As springtime approaches, Keene State College is making changes and updates to its internal work. In a Campus Update email sent out by KSC Interim President Dr. Melinda Treadwell on April 2, she stated all college departments will remain intact and the hiring process for two interim deans for the new schools is set to begin before the end of the school year.
Treadwell provided updates on campus realignment work and the transition to the two-school model — the school of Arts, Education and Culture and the School of Sciences, Sustainability and Health — which will be established prior to the fall of 2018.
One of the major points of the message stated that all current academic departments will remain intact and the current academic chair structure will be preserved.
In a sea of many unknowns, department chairs and other college employees expressed concerns as to what would happen to their department during the move to the two-school model. Some were worried their department would get clumped in with another, and others worried their department would disappear altogether.

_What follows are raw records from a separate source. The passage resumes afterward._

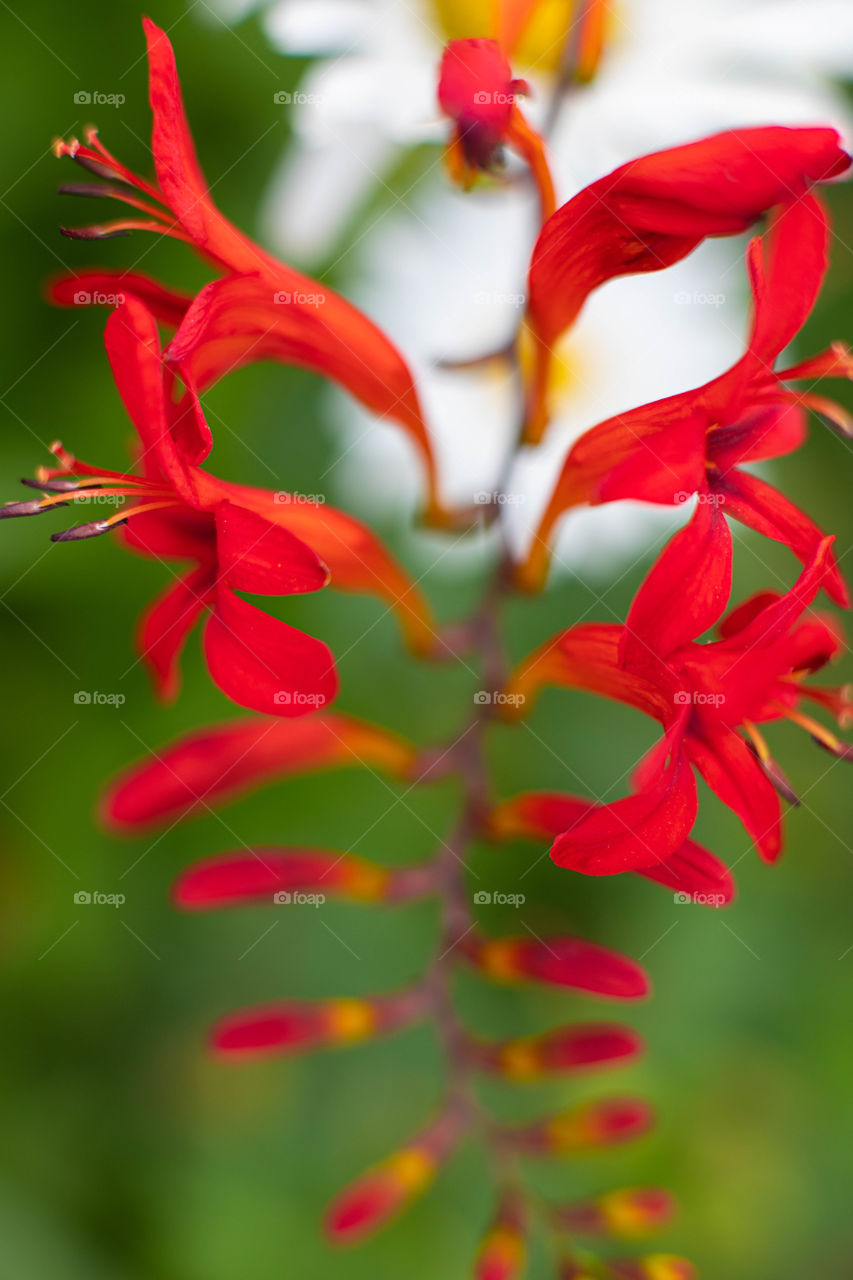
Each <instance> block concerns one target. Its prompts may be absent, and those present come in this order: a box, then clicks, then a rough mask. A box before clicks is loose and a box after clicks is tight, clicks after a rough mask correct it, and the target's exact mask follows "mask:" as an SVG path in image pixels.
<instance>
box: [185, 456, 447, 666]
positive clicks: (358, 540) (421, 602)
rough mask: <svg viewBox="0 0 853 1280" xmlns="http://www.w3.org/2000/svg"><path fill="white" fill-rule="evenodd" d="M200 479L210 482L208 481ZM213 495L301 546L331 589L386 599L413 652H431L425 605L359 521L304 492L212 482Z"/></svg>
mask: <svg viewBox="0 0 853 1280" xmlns="http://www.w3.org/2000/svg"><path fill="white" fill-rule="evenodd" d="M206 480H207V481H209V483H210V481H211V477H210V476H207V477H206ZM211 493H213V490H211ZM215 495H216V499H218V500H223V499H224V500H228V502H232V503H234V504H236V506H238V507H242V508H245V509H247V511H254V512H256V515H257V516H260V517H263V518H264V520H265V521H269V522H272V524H275V525H279V526H280V527H282V529H286V530H288V531H289V532H291V534H293V535H295V536H296V538H298V539H301V540H302V541H304V543H307V545H309V547H310V548H311V549H313V550H314V552H315V553H316V554H318V556H319V557H320V559H321V561H323V563H324V564H328V567H329V571H330V573H332V586H333V588H334V589H337V590H342V591H364V593H366V594H370V595H377V596H379V598H380V599H383V600H386V602H387V603H388V604H389V605H391V608H392V609H393V611H394V613H396V614H397V617H398V620H400V623H401V626H402V628H403V632H405V636H406V640H407V643H409V645H410V646H411V649H412V650H414V652H415V653H419V654H428V653H430V650H433V649H434V648H435V645H437V641H438V631H437V623H435V621H434V618H433V614H432V611H430V607H429V603H428V602H427V599H425V598H424V595H423V593H421V591H420V590H419V588H418V585H416V584H415V582H414V580H412V579H411V577H410V576H409V573H406V572H405V570H403V568H401V566H400V564H397V562H396V561H394V559H393V557H392V556H391V554H389V553H388V552H387V550H386V548H384V545H383V544H382V541H380V540H379V539H378V538H377V535H375V534H374V532H373V531H371V530H370V529H369V527H368V526H366V525H362V524H361V521H359V520H356V518H355V517H353V516H348V515H347V513H346V512H343V511H337V509H336V508H334V507H329V506H327V504H325V503H323V502H316V500H314V502H313V500H307V499H305V495H304V494H289V493H283V492H279V493H277V494H272V493H269V490H266V489H251V488H248V486H247V485H232V484H225V483H224V481H215Z"/></svg>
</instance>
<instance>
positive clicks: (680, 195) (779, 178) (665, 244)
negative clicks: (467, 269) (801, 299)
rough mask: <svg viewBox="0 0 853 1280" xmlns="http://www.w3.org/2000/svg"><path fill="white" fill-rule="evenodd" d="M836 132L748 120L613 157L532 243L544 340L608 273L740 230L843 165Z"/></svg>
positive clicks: (555, 335)
mask: <svg viewBox="0 0 853 1280" xmlns="http://www.w3.org/2000/svg"><path fill="white" fill-rule="evenodd" d="M848 165H849V159H848V156H847V155H845V152H844V151H841V150H840V147H839V138H838V133H836V132H835V131H834V129H822V128H804V129H789V128H779V127H770V128H754V129H738V131H730V132H726V133H719V134H716V136H715V137H710V138H703V140H702V141H699V142H692V143H688V145H686V146H680V147H671V148H670V150H667V151H658V152H656V154H654V155H648V156H643V157H640V159H639V160H631V161H630V163H629V164H626V165H622V166H621V168H620V169H616V170H615V172H613V173H611V174H608V175H607V177H606V178H601V179H599V180H598V182H596V183H593V184H592V187H588V188H587V189H585V191H581V192H580V193H579V195H578V196H575V197H574V200H570V201H569V204H567V205H564V206H562V207H561V209H558V210H557V212H556V214H555V215H553V216H552V218H549V219H548V221H547V223H546V225H544V227H543V229H542V233H540V236H539V239H538V241H537V244H535V248H534V251H533V261H532V266H530V282H529V298H530V303H529V308H530V316H532V319H533V324H534V328H535V330H537V333H538V334H539V335H540V337H542V338H543V340H544V342H546V343H549V344H552V343H553V342H555V339H556V338H557V337H558V335H560V334H561V333H562V332H564V330H565V329H566V328H567V326H569V325H570V324H571V321H573V320H574V319H575V316H576V315H578V312H579V311H580V307H581V306H583V303H584V301H585V298H587V297H588V294H589V293H590V292H592V291H593V289H594V288H597V287H598V285H599V284H603V282H605V280H610V279H612V278H613V276H616V275H625V274H629V273H630V274H633V273H638V271H658V270H661V268H665V266H670V265H671V264H672V262H678V261H679V260H680V259H683V257H685V255H686V253H689V252H690V250H692V248H694V247H695V246H697V244H698V243H699V241H701V239H703V238H704V237H706V236H731V234H736V233H739V232H743V230H747V228H748V227H749V225H751V224H752V223H753V221H756V219H757V218H760V216H761V215H762V214H763V212H765V211H766V210H767V209H771V207H772V206H774V205H779V204H788V202H790V204H793V202H794V201H797V200H799V198H800V197H802V196H803V195H804V192H806V191H807V189H808V187H809V186H811V184H812V183H815V182H822V180H825V179H826V178H833V177H835V175H836V174H839V173H843V172H844V170H845V169H847V168H848Z"/></svg>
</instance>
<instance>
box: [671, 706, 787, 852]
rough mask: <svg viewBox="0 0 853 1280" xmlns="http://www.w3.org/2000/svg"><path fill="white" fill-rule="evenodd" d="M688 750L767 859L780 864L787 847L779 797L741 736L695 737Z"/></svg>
mask: <svg viewBox="0 0 853 1280" xmlns="http://www.w3.org/2000/svg"><path fill="white" fill-rule="evenodd" d="M686 749H688V753H689V755H690V759H692V762H693V764H694V765H695V767H697V769H698V771H699V773H701V774H702V777H703V778H704V781H706V782H707V783H708V786H710V787H711V790H712V791H713V792H715V794H716V795H717V796H719V797H720V800H722V803H724V804H725V805H727V806H729V809H731V810H733V813H735V814H736V815H738V817H739V818H740V820H742V823H743V824H744V827H745V828H747V831H748V832H749V835H751V836H752V838H753V841H754V844H756V847H757V850H758V852H760V855H761V856H762V858H763V860H765V861H766V863H774V861H776V859H777V858H779V855H780V852H781V847H783V831H781V810H780V806H779V796H777V795H776V790H775V787H774V785H772V782H770V781H768V780H767V777H766V776H765V773H763V771H762V768H761V765H760V764H758V762H757V760H756V758H754V755H753V754H752V751H751V750H749V748H748V746H747V744H745V742H744V740H743V739H742V737H740V735H739V733H735V732H734V731H733V730H730V728H721V730H720V731H719V732H716V733H706V735H704V737H698V736H697V735H694V736H692V737H690V739H689V740H688V746H686Z"/></svg>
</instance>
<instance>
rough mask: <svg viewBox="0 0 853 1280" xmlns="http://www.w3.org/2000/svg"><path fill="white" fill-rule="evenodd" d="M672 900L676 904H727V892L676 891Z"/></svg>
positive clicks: (714, 905)
mask: <svg viewBox="0 0 853 1280" xmlns="http://www.w3.org/2000/svg"><path fill="white" fill-rule="evenodd" d="M672 901H674V902H675V905H676V906H692V905H695V906H715V908H720V906H725V905H726V899H725V893H674V895H672Z"/></svg>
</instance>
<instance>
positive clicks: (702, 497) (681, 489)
mask: <svg viewBox="0 0 853 1280" xmlns="http://www.w3.org/2000/svg"><path fill="white" fill-rule="evenodd" d="M693 495H694V494H693V493H688V490H686V489H679V492H678V493H674V494H672V500H674V502H678V503H684V502H689V500H690V498H693ZM695 500H697V502H698V503H699V506H701V507H722V506H725V500H726V495H725V494H724V493H697V494H695Z"/></svg>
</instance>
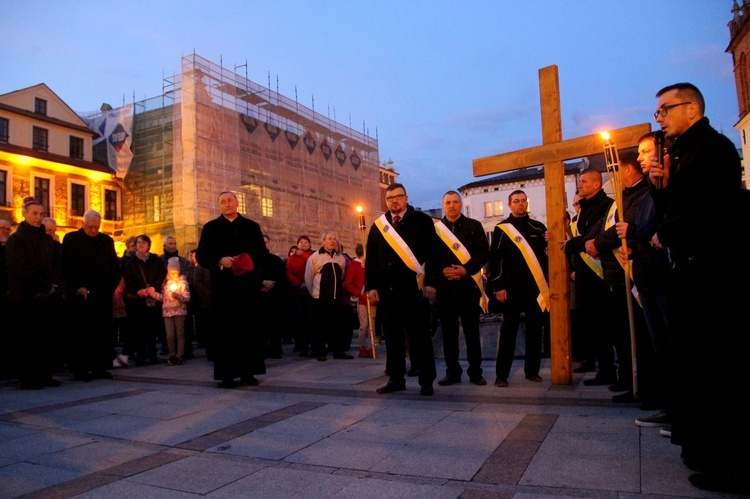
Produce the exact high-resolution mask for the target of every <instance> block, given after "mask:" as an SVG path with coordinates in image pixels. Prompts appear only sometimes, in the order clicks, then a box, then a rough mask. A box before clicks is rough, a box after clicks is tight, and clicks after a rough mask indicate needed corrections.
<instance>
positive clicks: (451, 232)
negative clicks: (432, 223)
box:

In an interview with Treadwell, she said getting rid of a department entirely wouldn’t benefit the college. “To simply close a program would leave students adrift. We’d have to try to think of teach-out, it makes everyone feel a terrible turbulence. I’d much rather say, let’s keep all the departments right now. Let’s look at the ones that aren’t thriving and find if there are ways to do those programs differently.”
Modern languages, for example, doesn’t carry a lot of majors, but considering KSC is a liberal arts school, Treadwell said it’s a necessary department.

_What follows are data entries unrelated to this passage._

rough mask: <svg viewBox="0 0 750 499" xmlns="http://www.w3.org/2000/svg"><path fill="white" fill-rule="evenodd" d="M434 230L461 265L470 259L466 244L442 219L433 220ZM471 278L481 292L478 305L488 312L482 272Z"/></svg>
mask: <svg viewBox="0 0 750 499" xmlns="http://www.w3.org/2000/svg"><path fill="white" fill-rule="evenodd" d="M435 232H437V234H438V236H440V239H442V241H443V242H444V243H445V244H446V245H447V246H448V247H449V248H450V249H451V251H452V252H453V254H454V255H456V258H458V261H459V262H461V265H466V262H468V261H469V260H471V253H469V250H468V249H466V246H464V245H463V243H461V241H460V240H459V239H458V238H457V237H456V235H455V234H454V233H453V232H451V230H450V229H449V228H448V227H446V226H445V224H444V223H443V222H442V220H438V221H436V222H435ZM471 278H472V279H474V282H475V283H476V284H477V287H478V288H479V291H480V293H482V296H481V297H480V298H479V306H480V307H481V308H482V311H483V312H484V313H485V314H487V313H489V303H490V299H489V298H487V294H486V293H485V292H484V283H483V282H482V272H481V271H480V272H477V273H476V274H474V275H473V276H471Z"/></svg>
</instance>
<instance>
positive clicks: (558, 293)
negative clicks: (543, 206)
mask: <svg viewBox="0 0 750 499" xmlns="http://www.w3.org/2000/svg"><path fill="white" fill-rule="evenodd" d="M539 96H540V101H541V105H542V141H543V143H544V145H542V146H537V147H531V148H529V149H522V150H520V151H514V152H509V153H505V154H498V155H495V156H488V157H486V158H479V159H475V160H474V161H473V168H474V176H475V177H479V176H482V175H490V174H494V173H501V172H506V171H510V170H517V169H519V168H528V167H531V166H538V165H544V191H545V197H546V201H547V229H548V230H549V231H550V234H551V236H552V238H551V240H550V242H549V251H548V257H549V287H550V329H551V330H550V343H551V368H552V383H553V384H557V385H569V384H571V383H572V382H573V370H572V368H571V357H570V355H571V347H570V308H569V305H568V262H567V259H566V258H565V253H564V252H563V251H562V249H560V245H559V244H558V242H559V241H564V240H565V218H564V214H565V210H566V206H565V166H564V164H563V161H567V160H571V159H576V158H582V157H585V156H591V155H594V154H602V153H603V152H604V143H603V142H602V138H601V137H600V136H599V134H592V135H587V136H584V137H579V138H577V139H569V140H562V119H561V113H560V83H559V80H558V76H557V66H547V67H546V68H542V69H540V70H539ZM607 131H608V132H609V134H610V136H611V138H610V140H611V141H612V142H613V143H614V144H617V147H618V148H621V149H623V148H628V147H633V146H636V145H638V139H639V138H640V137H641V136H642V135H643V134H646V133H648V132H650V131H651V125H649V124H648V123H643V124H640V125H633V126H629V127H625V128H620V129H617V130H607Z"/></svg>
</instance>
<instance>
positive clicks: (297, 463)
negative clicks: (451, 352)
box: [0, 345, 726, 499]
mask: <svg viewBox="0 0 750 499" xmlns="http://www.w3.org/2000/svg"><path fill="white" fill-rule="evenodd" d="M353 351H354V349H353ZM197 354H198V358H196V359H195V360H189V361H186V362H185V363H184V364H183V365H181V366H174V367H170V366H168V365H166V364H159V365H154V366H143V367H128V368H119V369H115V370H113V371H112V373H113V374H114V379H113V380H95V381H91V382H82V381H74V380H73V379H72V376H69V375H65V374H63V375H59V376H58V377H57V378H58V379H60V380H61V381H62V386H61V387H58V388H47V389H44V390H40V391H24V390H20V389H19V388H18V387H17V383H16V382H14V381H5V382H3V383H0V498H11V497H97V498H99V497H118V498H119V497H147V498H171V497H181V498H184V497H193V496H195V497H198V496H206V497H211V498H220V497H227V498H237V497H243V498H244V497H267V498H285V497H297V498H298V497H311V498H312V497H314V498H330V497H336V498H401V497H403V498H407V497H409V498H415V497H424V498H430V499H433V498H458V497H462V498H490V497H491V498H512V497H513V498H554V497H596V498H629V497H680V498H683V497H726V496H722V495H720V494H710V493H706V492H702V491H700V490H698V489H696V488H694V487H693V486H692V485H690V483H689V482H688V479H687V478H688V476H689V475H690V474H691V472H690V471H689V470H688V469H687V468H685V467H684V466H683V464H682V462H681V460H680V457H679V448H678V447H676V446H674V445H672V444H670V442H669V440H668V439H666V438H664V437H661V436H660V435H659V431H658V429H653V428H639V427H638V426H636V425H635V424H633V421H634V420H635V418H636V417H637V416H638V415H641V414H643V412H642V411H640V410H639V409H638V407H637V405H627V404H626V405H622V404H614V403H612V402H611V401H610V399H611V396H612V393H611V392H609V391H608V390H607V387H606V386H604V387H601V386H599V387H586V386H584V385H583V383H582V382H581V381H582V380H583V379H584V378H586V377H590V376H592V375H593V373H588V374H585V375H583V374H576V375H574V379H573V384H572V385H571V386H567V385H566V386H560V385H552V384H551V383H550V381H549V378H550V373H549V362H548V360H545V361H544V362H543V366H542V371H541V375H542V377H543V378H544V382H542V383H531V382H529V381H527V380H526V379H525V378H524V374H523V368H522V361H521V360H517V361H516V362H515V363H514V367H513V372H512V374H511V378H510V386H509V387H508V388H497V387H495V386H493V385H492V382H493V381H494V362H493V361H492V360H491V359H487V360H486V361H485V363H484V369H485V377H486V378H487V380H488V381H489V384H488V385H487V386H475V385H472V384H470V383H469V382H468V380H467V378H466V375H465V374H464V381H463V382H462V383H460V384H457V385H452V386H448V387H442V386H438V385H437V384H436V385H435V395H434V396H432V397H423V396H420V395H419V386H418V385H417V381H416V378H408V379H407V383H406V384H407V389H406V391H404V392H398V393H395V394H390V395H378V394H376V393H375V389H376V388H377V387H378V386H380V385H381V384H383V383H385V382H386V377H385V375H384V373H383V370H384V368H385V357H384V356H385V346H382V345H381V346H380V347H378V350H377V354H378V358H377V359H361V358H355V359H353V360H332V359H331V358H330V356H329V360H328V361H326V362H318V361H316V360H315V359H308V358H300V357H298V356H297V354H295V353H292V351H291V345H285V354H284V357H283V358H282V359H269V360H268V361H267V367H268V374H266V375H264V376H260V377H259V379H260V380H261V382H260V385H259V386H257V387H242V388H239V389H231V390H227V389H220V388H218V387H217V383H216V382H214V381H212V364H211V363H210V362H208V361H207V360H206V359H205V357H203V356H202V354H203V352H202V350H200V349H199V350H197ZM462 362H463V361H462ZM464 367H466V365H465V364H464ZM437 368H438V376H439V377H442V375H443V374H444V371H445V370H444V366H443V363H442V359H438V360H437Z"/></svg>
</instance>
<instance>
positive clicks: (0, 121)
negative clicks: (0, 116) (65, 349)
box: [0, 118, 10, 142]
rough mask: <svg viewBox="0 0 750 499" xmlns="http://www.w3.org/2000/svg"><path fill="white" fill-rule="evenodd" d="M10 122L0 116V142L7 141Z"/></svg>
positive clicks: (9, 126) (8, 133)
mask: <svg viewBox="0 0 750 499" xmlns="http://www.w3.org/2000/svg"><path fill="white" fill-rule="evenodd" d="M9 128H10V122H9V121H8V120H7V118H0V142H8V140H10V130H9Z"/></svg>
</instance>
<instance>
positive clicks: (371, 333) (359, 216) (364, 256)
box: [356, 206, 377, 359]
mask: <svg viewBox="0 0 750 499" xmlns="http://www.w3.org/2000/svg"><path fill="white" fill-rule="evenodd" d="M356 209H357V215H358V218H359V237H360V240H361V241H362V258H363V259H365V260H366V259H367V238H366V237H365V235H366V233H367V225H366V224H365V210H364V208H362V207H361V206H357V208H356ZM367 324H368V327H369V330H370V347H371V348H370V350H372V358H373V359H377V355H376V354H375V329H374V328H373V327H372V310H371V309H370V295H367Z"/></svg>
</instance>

Professor of Modern Languages and Cultures Dr. Tom Durnford said he considers KSC a “multi-purpose” institution, and any definition of a liberal arts institution includes language and culture. “When it comes right down to it, I believe our administrations, although we’ve had some rocky times, are intellectually honest and have to look at what we offer,” he said. “There are never going to be as many language majors as there are communication or occupational safety and there’s nothing wrong with that.”
Low-enrolled programs provide seats for courses within the Integrative Studies Program (ISP) and aren’t a major cost burden for the college, Treadwell said, and cutting programs is not the place to save money. “I wanted us to have time. Keep the disciplines we have, keep the majors that we have and then look at majors that need more investment, look at majors that are really under-enrolled, and then how do we think of the future of those academic programs holding our mission as a liberal arts institution?”
Rather than just shutting programs down, she said now is the time to discover why certain programs aren’t thriving and brainstorm new ways to communicate and deliver them. She also suggested creating new opportunities for students, such as collaborating with Plymouth State University or Granite State College.
However, in the midst of changes at KSC, Durnford said he does worry, if he chooses to retire within the next year, whether KSC will hire someone to take his place.
With a transition to a two-school model comes a transition of leadership. Treadwell said she’ll be putting out a call for nominations and/or applications for the dean position of both schools, one being a 1-year and the other being a 2-year appointment. She’s anticipating the hiring process to be finalized by the middle of May.
As far as the current deans go, if they choose not to apply or are not selected for the position, they will go back to being a department faculty member. “I’m hoping it will be low turbulence, and the chairs [in each school] will have very strong voice in who gets selected,” Treadwell said.
While KSC is behind in where it should be when it comes to the incoming class’ enrollment, Treadwell said the current admitted student population is strong. Next year’s first-year class is projected to be at 935, but in order to get there, she said KSC must yield 23 percent of all admitted students. Without a lot of margin, KSC could be in trouble if we don’t yield that number, but she said the number is “totally achievable” regardless.
The reason KSC may be behind this year could be due to a delay in marketing, but Treadwell said we’re currently ahead in our marketing for next year.
Additionally, she said KSC is expanding the Honors Program because it’s already been filled.
“We’ve gotten beyond the budget piece, so what’s next for Keene State?” Treadwell said. “We’re ahead now for next year, and we’re not going to have a year like ’18 again,” she said.